Python NodeTransformer: how to remove nodes?

4.1k views Asked by At

I'm playing around with AST manipulations. Currently I'm trying to remove certain nodes from an input AST. The NodeTransformer class is an appropriate tool for this purpose, I think. Sadly, it doesn't behave as expected.

The documetation says:

"The NodeTransformer will walk the AST and use the return value of the visitor methods to replace or remove the old node. If the return value of the visitor method is None, the node will be removed from its location, otherwise it is replaced with the return value."

Now look at my program:

import _ast
import ast
import sys

#ast transformer
class MyTransformer(ast.NodeTransformer):

    def iterate_children(self, node):
        """
        helper
        """
        children = ast.iter_child_nodes(node)
        for c in children:
            self.visit(c)

    def generic_visit(self, node):
        """
        default behaviour
        """
        print("visiting: "+node.__class__.__name__)
        self.iterate_children(node)
        return node

    def visit_For(self, node):
        """
        For nodes: replace with nothing
        """
        print("removing a For node")
        return None



#read source program
filename = sys.argv[1]
with open (filename, "r") as myfile:
    source = str(myfile.read())

#compile source to ast
m = compile(source, "<string>", "exec", _ast.PyCF_ONLY_AST)

#do ast manipulation
t = MyTransformer()
t.visit(m)

# fix locations
m = ast.fix_missing_locations(m)

#visualize the resulting ast
#p = AstPrinter()
#p.fromAst(m)

#execute the transformed program
print("computing...")
codeobj = compile(m, '<string>', 'exec')
exec(codeobj)

Here is the input file:

l = [0, 1, 2, 3]

total = 0

for i in l:
    total += i

print(total)

And the outcome:

visiting: Module
visiting: Assign
visiting: Name
visiting: Store
visiting: List
visiting: Num
visiting: Num
visiting: Num
visiting: Num
visiting: Load
visiting: Assign
visiting: Name
visiting: Store
visiting: Num
removing a For node
visiting: Expr
visiting: Call
visiting: Name
visiting: Load
visiting: Name
visiting: Load
computing...
6

I expected a '0', because the loop has been removed. But there is a '6' (=0+1+2+3).

Does anybody know why?

Python version: 3.2.3

ast illustration

The numbers in ( ) indicate the line number in the input program. Code for image drawing is not provided here; please ignore the "root" node. As you can see, the For loop is still there.

Thanks for reading!

Update 21.8.:

I posted a link to this question on the python mailinglist ([email protected]). It seems like I did too much overwriting. Without the children visitor, it works as expected.

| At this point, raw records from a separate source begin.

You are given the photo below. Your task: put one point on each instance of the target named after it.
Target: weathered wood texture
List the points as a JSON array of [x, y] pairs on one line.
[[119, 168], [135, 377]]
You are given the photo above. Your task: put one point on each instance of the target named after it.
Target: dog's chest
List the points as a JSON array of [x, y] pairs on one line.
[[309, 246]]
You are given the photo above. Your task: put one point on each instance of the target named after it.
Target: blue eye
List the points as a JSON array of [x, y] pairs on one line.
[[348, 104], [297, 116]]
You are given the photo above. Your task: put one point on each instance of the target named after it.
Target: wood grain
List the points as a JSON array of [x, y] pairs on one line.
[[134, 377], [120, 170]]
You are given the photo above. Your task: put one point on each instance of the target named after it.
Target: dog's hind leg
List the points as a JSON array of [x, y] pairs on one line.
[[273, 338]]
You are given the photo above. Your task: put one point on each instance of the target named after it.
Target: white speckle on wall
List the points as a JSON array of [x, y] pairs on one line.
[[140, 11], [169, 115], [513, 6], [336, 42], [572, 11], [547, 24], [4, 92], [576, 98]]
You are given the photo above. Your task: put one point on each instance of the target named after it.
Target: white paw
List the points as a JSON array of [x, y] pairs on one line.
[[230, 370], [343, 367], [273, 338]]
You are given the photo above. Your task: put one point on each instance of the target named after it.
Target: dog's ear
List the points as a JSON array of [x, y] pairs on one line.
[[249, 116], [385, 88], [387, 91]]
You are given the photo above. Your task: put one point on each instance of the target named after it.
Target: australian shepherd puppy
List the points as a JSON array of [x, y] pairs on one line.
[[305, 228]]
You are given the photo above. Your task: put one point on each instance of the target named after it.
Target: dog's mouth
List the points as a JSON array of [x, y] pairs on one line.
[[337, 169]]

Entire source code of MyTransformer:

class MyTransformer(ast.NodeTransformer):
    def visit_For(self, node):
        """
        For nodes: replace with nothing
        """
        print("removing a For node")
        return None
1

There are 1 answers

0
VeLKerr On

No, it works correctly because you removed self-written generic_visit(). As you can see in the source code of ast.py, the NodeTransformer is the child of the NodeVisitor, which has its own generic_visit() method. This method performs updating of your ast nodes and if you override this method, you should know what are you doing for. Overriding will change all logic of NodeTransformer.

If you still need to override generic_visit() (for example to print messages like visiting: <AST object> when you visit a node), you have to call parent method in your generic_visit(). So, your method will be the next:

def generic_visit(self, node):
        """
        printing visit messages
        """
        super().generic_visit(node)
        print("visiting: "+node.__class__.__name__)
        self.iterate_children(node)
        return node

The iterate_children() doesn't affect the result in this case, but also must be removed. It forces the visitor to run over children of each node. But generic_visit() already runs over all nodes. So, with iterate_children() you visit some nodes more than once. This wastes computing time and may give errors in more complex cases.